Der Euro fällt seit 2021 gegenüber dem Dollar, wobei die Zinsen in der Eurozone inzwischen so schnell steigen wie in den USA. Da auch andere Währungen gegen den Dollar fallen, scheint dies kein europäisches Phänomen zu sein. Wahrscheinlich entscheiden in Krisenzeiten sich viele InvestorInnen für den Dollar, weil damit z.B. Erdöl gekauft werden kann. Dieser Status als "safe haven" ist bekannt, und dem ist mit Zinserhöhungen in der Eurozone wahrscheinlich nicht beizukommen.

Die Erwartungen in der Eurozone sind derart, dass die meisten mit einer Rezession rechnen. Entweder am Jahresende oder spätestens 2023, so wird vermutet, wird das BIP zurückläufig sein. Ob dann die Energiepreise zurückgehen steht auf einem anderen Blatt. Sehr wahrscheinlich ist also eine Stagflation, die Mischung aus Stagnation (Rückgang des BIP) und Inflation (Anstieg der Konsumentenpreise). In den USA hingegen brummt die Wirtschaft, die im 3. Quartal jetzt wieder schneller gewachsen ist. Demnach ist also zu erwarten, dass die Fed die Zinsen auch 2023 erhöhen wird, während die EZB wohl ihre Zinserhöhungen einstellen wird, da es ja bereits zu einer Rezession gekommen sein wird. 
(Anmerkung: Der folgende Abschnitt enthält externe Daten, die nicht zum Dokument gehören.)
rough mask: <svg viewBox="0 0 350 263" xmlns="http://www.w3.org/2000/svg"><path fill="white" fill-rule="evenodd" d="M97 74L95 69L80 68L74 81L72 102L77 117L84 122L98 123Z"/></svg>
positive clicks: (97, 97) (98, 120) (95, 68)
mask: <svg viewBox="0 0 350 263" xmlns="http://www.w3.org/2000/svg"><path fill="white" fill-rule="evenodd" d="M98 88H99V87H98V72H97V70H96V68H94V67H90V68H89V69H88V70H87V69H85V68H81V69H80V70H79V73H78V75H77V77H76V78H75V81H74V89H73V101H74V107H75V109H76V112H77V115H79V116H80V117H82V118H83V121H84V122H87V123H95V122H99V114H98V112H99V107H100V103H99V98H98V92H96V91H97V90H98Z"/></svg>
Damit würde der Dollar weiter auf- und der Euro weiter abwerten - der Wechselkurskanal ist also dann blockiert. Die Frage ist vielmehr, warum dann eine Leitzinserhöhung in der Eurozone überhaupt notwendig war. Eine Rezession in der Eurozone war ja bereits vorher zu erwarten. Warum dann den Zins noch erhöhen? Auf die Energiepreise hat dies ja keine Wirkung, die die werden von Kartellen wie OPEC+ gesetzt, welche dabei sicherlich nicht auf den Leitzins der EZB schauen. Also kommt die Frage auf, warum die EZB den Leitzins erhöhen musste? Hat sie damit nicht überreagiert, so wie Anfang der 2010er Jahre Trichet, der den einmaligen "rebound" der Energiepreise als Zeichen für dauerhafte Inflation fehlinterpretierte? Die damalige Zinserhöhung stürzte die Eurozone zusammen mit der katastrophalen Austeritätspolitik in eine Rezession.

Auch die fiskalische Seite ist unklar. Im Guardian wurde gestern folgendes geschrieben:

Fiskalische Stützung ist aber gut, gleichzeitig sollen aber die "policy makers" dafür sorgen, dass die hohen Schuldenstände - gemessen am BIP - heruntergebracht werden? Was ist denn damit gemeint? Sollen die Staatsausgaben hoch, um das BIP zu erhöhen? Sollen sie runter, was sicherlich nicht zu niedrigeren Staatsschulden führt, denn dann bricht die Wirtschaft ja noch weiter ein, was sich auf die Steuereinnahmen negativ auswirkt?

Bereits im September schrieb das WSJ, dass die Strategie der EZB nicht konsistent ist. Seitdem ist die Lage nur noch unklarer geworden. Die EZB sollte sich enger mit der Fiskalpolitik abstimmen, auch wenn das so in der Eurozone gar nicht vorgesehen ist. Und sie sollten klar formulieren, was sie sich von den aktuellen Zinserhöhungen erwartet. Ansonsten könnte es so aussehen, als wenn die EZB die Eurozone absichtlich in eine Stagflation führt. Und das in einer Welt, in der die Pandemie immer noch unsere Gesellschaften vor Probleme stellt und die Ukraine und Russland sich im Krieg befinden.